When a user initiates a download DownloadsManager comes into play.

DownloadManager: orchestrates download process - starting from initiating a fetch request by the means of magnetFetch, ending by delegated filesystem manipulations (via FileSystemManager) and triggering Redux store updates.

DownloadManager.downloadIssue(url, issueID) {
	magnetFetch(url, options: { userTag: issueID })
	parse response
	
	for each image
		downloadImage
	success callback => [FileSystemManager.writeToDisk => manifest update => Redux store update]
	failure callback => [notify user => Redux store update]
	
	for each article
		downloadArticle
		progress callback(1/N)
	success callback => [FileSystemManager.writeToDisk => manifest update => Redux store update]
	failure callback => [notify user => Redux store update]
}

DownloadManager.downloadArticle(url, issueID/articleID) {
	magnetFetch(url, options: { userTag: issueID/articleID })
	parse response
	for each image
		downloadImage
	success callback => [FileSystemManager.writeToDisk => manifest update => Redux store update]
	failure callback => [notify user => Redux store update]
}

DownloadManager.downloadImage(url, issueID/articleID) {
	magnetFetch(url, options: { userTag: issueID/articleID })
	parse response
	success callback => [FileSystemManager.writeToDisk => manifest update]
	failure callback => [notify user => Redux store update]
}

DownloadManager.removeIssue(url) {...} // makes the issue become implicitely cached by removing user tags(s)

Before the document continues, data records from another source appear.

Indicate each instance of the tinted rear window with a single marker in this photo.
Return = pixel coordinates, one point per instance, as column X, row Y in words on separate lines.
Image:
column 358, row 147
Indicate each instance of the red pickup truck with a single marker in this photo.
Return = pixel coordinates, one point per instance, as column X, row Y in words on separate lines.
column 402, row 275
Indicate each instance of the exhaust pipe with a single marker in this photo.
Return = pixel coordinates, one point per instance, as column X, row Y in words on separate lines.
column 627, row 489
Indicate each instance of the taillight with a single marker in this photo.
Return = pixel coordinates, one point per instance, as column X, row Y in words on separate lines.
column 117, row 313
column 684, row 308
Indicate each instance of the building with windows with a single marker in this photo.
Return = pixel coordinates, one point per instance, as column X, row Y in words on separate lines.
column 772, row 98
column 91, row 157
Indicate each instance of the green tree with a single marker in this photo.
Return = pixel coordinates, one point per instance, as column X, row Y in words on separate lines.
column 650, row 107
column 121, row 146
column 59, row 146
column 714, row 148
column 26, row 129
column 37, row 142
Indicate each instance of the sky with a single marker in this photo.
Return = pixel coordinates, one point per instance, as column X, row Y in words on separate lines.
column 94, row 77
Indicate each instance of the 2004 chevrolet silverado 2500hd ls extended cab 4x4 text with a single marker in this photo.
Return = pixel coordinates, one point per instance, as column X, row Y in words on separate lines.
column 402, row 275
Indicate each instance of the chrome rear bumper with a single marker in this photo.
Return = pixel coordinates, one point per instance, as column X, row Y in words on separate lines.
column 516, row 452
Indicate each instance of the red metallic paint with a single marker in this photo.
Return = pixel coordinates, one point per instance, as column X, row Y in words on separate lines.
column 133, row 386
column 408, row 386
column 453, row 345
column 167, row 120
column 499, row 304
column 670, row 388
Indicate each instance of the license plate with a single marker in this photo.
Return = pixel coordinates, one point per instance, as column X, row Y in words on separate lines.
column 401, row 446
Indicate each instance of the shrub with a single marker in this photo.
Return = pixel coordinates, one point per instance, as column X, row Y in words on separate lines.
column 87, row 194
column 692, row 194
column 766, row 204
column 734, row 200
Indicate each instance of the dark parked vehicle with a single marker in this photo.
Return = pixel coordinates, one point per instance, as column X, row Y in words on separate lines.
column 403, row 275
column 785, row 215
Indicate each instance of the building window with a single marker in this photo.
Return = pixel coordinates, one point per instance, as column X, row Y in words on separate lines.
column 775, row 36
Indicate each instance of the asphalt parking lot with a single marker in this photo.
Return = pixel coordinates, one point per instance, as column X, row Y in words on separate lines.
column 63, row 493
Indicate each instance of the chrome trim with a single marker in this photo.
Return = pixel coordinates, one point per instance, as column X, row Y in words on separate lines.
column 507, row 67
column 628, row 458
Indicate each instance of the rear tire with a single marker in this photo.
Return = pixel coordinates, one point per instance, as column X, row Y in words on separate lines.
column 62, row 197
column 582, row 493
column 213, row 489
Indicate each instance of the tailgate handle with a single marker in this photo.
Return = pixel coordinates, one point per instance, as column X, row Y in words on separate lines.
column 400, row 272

DownloadManager.removeArticle(url) {...} // makes the article become implicitely cached by removing user tags(s)

The corresponding reducer should contain data needed for updating UI based on the downloads statuses.
We might want to add redux-persist library, so that the reducer's data is persisted across app launches. Another option is to save reducer data to AsyncStorage and restore it on startup (using startup actions mechnism).
// issues/reducer.js
savedIssues: [
{
	id: 'issue1',
	status: 'downloading'
},
{
	id: 'issue2',
	status: 'downloaded'
}
]


FileSystemManager: reads/writes to disk (react-native-fs).
Native filesystem access for React Native apps: https://github.com/itinance/react-native-fs

Image wrapper component
There's a need in an Image based component that will be capable of displaying cached image data. This component could make a wrapper that:

takes image url as a prop
makes a magnetFetch call with it (returns from cache or real url if needed)
downloads the image and returns a path to the downloaded file

The benefits of this wrapper are:

it is not cache aware
if there's no corresponding cache entry for a given url it will delegate to magnetFetch to fetch the image and put it to the cache

Note: Unfortunately, this means that there's no way we can handle all responses uniformly - JSON and image responses will be handled differently.
Handling failures
If during downloading for any reason a failure happens userTags should be removed for the corresponding resources (relying on removeUserTag method), thus making them purgeable. It's important to inform a user about the failure by e.g. showing an alert.
On every app startup reconciliation process should take place. It's needed because, for example, in case of a crash, our manifest might be out of sync with the state of the filesystem. The reconciliation process should identify issues that failed to download (reducer -> issues with downloading status) and remove userTags for the corresponding resources, as in case of a recoverable falures described above.
Miscellaneous
Currently image resources that we deal with are of JPEG and PNG formats.
Default size: ~20-50 KB
Large size: ~700-800 KB - 1.5-2.0 MB

Turn off RN caching for images.
Add cache size to dev menu.
Add "Clear all cached data" in the Settings menu.
Attempt recovery (re-download) if a crash happend during downloading.